Freeports are similar to what have been previously described as free zones or enterprise zones. Businesses set up inside freeports will benefit from exemption from import tariffs, as well as reductions in other taxes and national insurance contributions.
If freeports were such a good solution, why we have not tried them before? Sadly, the answer is that we tried them before, but they did not work. The first free ports opened in the 1980s under Prime Minister Margaret Thatcher. Another Conservative-led government closed them down. Freeports had not levelled up.
An analysis published in 2019 concluded that the UK has a higher level of regional inequality than 28 other advanced OECD countries. Inequalities between local authorities are even larger than inequalities between regions. Income inequalities are interlinked with inequalities in health and education.
The downside of freeports is that they tend to shift jobs from other parts of the UK, instead of creating new ones. They also reduce the tax revenue that supports our public services. According to some commentators freeports are just a gimmick.
David Cameron also experimented with his own version of freeports, that he called enterprise zones. Jon Talbot argued at the time, that we understand this type of initiative as a device for political marketing rather than a serious initiative to resolve local or regional inequalities.
Alternatives to a Teesside freeport
The alternative to freeports would be state interventions. This would address the factors contributing to low-income in left-behind areas: poor educational performance, no access to life-long learning, inadequate infrastructure, inadequately funded local authorities, and poor health.
Levelling up health instead of a Teesside freeport
Investing in good health is essential. The life of men in the most deprived parts of the UK is 11.3 years shorter. The lowest regional life expectancy, for both males and females, is in the North East. How can local authorities address deprivation with reduced budgets. Councils in deprived areas face greater reductions in their budgets?
Levelling up education instead of a Teesside freeport
Improving education is a critical strategy as inequalities in opportunities explain some of the regional differences in economic outcomes. However, with successive Conservative governments, schools serving more deprived areas have seen greater reductions in spending per pupil. Where is the levelling up?
Levelling up transport instead of a Teesside freeport
A good transport infrastructure is critical but our government spending on transport is still favouring London and the South East.
Boris Johnson has claimed that the ability to create freeports is a benefit of having left the EU. This is not true as we had freeports in the UK whilst we were in the EU. And there are currently 80 free zones located across 21 EU member states.
However, the experience with freeports across Europe has led to the concern that some free zones may be associated with money laundering, tax evasion and tax avoidance.
The North East and other disadvantaged areas are about to lose a significant stream of funding which came from the EU. These are the regional development and social funds. Johnson’s government intend to replace the EU scheme with new initiatives such as the towns fund, which will benefit 45 constituencies, 40 of which have at least one Tory MP. This has led to the accusation of pork barrel politics.
In a competition for business relocation based on tax cuts and deregulation, as we would see with freeports, we may all end up as losers. This is why, at an international level, the new US President has launched an initiative to curb tax havens and force companies to pay a fairer share of tax.

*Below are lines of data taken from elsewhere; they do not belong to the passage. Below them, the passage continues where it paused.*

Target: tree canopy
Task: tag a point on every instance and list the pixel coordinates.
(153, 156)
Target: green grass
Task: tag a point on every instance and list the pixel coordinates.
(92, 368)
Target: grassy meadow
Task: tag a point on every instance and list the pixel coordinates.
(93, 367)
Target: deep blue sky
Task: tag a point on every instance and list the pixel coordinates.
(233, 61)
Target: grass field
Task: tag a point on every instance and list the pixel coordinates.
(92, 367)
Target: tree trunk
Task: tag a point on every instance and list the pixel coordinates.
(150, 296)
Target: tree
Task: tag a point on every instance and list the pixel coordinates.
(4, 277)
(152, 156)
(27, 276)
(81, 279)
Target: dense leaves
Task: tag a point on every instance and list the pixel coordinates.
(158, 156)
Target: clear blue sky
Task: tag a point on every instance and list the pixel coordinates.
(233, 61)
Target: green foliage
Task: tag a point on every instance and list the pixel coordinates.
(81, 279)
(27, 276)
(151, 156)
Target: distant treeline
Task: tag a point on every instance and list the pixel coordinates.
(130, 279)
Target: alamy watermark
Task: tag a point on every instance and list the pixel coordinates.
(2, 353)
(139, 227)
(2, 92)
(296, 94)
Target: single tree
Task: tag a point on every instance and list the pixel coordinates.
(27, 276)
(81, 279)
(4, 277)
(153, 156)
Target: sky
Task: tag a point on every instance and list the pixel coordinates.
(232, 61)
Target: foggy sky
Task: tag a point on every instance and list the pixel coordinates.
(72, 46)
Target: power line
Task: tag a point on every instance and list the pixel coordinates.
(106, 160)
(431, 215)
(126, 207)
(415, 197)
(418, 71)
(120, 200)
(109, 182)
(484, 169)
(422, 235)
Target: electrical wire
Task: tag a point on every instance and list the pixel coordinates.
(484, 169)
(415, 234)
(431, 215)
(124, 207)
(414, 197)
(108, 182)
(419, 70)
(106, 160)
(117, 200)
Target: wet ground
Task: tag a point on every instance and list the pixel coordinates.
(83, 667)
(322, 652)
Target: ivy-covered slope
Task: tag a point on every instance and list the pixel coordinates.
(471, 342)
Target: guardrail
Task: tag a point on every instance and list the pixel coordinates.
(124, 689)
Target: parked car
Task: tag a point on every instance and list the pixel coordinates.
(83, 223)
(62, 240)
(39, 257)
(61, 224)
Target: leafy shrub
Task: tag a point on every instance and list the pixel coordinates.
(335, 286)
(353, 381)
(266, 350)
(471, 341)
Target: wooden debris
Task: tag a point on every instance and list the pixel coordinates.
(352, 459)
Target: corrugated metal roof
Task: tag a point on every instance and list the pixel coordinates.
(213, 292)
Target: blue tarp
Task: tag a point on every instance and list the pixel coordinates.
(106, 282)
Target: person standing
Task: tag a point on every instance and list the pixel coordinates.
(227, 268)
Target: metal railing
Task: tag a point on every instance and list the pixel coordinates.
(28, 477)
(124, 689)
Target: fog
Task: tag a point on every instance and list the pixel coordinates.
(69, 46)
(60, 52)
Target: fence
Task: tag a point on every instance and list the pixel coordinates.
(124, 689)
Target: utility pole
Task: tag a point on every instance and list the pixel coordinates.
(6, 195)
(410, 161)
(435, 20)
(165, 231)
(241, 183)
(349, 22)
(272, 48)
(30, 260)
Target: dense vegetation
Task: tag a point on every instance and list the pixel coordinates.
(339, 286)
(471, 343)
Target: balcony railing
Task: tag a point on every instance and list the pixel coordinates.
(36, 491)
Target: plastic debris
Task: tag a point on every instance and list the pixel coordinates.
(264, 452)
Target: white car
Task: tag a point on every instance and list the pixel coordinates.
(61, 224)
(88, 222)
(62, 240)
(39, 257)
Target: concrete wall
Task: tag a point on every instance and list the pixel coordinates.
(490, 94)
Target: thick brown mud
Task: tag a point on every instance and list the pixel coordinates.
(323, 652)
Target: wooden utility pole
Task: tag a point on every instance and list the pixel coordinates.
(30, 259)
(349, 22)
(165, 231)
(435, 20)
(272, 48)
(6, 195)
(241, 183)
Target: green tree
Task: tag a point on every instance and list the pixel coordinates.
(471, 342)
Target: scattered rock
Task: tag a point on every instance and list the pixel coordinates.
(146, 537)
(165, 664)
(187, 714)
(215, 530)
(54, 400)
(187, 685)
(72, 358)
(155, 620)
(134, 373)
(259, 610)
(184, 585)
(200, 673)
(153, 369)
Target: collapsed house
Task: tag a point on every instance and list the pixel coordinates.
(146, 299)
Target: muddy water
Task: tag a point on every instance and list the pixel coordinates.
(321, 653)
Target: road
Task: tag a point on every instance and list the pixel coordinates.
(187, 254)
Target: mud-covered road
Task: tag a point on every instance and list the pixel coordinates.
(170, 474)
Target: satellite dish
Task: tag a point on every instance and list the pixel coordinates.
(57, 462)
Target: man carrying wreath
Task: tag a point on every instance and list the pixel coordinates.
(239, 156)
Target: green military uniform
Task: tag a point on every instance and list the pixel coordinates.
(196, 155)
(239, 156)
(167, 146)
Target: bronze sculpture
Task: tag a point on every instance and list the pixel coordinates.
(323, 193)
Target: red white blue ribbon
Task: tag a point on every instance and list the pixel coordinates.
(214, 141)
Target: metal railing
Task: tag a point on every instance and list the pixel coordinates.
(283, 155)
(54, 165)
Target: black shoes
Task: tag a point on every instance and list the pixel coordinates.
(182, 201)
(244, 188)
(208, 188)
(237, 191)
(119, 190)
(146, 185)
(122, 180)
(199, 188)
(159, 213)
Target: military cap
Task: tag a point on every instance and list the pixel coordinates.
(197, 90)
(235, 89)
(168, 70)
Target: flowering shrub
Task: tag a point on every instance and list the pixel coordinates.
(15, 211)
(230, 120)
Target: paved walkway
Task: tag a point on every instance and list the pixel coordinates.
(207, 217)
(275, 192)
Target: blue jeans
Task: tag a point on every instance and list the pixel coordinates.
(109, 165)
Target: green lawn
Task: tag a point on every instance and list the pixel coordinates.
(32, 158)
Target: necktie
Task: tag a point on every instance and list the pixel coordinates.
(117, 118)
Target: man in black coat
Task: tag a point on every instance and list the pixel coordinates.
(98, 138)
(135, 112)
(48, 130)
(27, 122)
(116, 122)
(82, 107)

Place based policy as an alternative to a Teesside freeport
An alternative to freeports could be what is known as ‘place-based policy‘. This is an approach that takes into account local opportunities and resources and engages local institutions and local leaders.
Reducing regional and local authority inequalities is actually quite difficult. There are no easy off-the-shelf solutions. Freeports may have a local impact but also some negative consequences. Other region-wide initiatives are required.